There will be no vote on the remuneration system at the Annual General Meeting this year. This is due to the new shareholder rights guideline, which only came into force in December 2019 and necessitates adjustments to the remuneration system. At the 2021 shareholders’ meeting, the Supervisory Board will then let the shareholders vote again on the compensation structures.

Little news about Corona

The statements made by the bank in its annual report on the corona crisis and its economic impact were less informative than the personnel decisions. The term Covid-19 occurs exactly 31 times on the 517 pages. However, the letter from CEO Christian Sewing only says: “The positive trend of the fourth quarter of 2019 continued at the start of the year. However, what the Covid 19 pandemic means specifically for the global economy and for our bank cannot be predicted at this point in time. ”

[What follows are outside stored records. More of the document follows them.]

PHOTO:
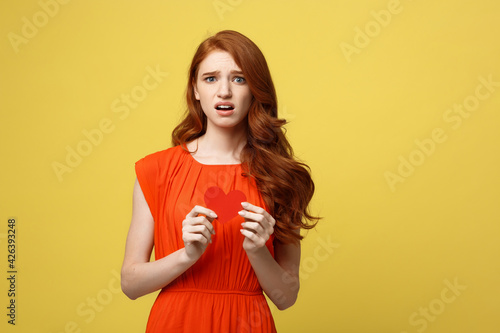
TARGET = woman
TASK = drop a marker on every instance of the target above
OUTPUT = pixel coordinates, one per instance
(223, 208)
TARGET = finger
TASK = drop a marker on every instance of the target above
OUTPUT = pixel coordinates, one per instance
(254, 227)
(256, 209)
(267, 222)
(199, 220)
(252, 216)
(191, 238)
(202, 210)
(258, 241)
(198, 229)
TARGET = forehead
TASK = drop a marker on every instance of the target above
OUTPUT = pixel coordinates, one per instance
(218, 61)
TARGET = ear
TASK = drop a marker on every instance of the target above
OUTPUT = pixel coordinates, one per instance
(196, 94)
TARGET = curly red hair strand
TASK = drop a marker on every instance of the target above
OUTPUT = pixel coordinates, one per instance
(284, 182)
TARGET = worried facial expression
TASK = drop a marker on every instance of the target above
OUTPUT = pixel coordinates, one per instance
(222, 90)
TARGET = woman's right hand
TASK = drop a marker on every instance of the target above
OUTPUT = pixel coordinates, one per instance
(197, 231)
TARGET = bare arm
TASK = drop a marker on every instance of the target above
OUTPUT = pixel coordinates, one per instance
(139, 275)
(278, 276)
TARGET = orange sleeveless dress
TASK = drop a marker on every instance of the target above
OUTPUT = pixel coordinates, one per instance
(220, 293)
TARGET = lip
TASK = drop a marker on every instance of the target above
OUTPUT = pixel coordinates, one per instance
(224, 103)
(224, 113)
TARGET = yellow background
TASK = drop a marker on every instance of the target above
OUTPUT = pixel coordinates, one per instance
(352, 118)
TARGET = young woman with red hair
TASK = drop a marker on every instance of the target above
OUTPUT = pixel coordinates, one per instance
(223, 207)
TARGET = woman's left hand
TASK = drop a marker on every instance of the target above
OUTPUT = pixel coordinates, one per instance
(257, 228)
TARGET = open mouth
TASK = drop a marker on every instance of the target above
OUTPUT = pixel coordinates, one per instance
(224, 107)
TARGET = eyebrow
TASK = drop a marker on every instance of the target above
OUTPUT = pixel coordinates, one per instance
(217, 72)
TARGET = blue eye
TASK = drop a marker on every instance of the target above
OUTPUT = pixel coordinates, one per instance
(239, 79)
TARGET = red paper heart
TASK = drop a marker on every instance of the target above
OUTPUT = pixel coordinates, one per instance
(226, 206)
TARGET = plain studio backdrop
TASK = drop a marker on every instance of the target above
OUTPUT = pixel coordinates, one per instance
(393, 104)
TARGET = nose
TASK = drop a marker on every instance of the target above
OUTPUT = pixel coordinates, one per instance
(224, 89)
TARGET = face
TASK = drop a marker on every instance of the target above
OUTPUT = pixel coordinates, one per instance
(222, 90)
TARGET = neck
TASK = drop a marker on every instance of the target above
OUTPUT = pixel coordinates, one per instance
(222, 145)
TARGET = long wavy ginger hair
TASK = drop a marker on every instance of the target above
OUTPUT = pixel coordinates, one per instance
(285, 183)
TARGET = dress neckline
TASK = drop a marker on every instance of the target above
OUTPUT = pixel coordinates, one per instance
(208, 165)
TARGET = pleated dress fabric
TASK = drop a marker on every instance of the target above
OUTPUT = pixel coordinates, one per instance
(220, 292)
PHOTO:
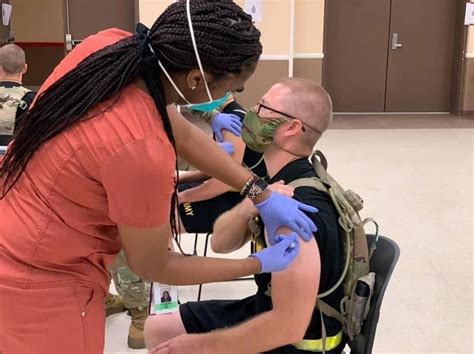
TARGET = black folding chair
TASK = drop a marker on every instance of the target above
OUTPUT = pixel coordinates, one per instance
(383, 263)
(5, 139)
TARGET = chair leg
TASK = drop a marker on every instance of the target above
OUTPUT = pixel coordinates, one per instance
(204, 255)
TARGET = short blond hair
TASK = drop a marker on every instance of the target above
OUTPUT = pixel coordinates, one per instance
(12, 59)
(311, 103)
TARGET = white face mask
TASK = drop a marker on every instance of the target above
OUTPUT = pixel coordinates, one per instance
(205, 106)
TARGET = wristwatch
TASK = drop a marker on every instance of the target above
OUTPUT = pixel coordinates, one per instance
(257, 188)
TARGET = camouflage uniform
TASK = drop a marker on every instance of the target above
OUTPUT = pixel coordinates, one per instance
(135, 293)
(134, 290)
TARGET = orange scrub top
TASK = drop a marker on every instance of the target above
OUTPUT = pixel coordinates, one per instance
(58, 225)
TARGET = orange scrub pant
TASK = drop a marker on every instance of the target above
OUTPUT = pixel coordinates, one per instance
(63, 319)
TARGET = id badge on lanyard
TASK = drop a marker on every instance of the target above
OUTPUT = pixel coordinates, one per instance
(163, 299)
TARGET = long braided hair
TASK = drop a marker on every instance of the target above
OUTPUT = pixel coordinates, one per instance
(227, 41)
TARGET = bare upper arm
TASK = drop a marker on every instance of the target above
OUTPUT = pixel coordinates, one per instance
(294, 291)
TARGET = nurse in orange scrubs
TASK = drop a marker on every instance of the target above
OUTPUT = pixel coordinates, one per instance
(92, 170)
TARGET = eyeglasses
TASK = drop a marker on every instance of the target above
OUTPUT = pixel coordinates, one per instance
(286, 115)
(261, 105)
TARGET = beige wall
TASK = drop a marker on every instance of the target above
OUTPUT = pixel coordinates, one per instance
(38, 20)
(309, 26)
(275, 26)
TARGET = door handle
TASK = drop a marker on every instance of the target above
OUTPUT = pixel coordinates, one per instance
(70, 43)
(395, 44)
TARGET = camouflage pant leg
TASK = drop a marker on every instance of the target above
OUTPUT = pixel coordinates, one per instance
(134, 290)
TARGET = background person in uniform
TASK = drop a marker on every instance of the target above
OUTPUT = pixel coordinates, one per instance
(93, 171)
(15, 99)
(134, 291)
(134, 296)
(202, 202)
(286, 125)
(166, 297)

The bank’s perspective is at least a little more specific. The money house there warns that “we can be significantly affected by a sustained downturn in local, regional or global economic conditions”. Given the uncertainty about the spread, duration, and market impact of Covid-19, the forward-looking assumptions currently did not take into account any potential impact.

In the past year, the radical reconstruction caused a loss of 5.7 billion euros. Sewing had promised investors a black zero for operating profit in 2020, but that was before the pandemic questioned all plans.

More: Deutsche Bank under stress: Corona crisis makes conversion a race against time.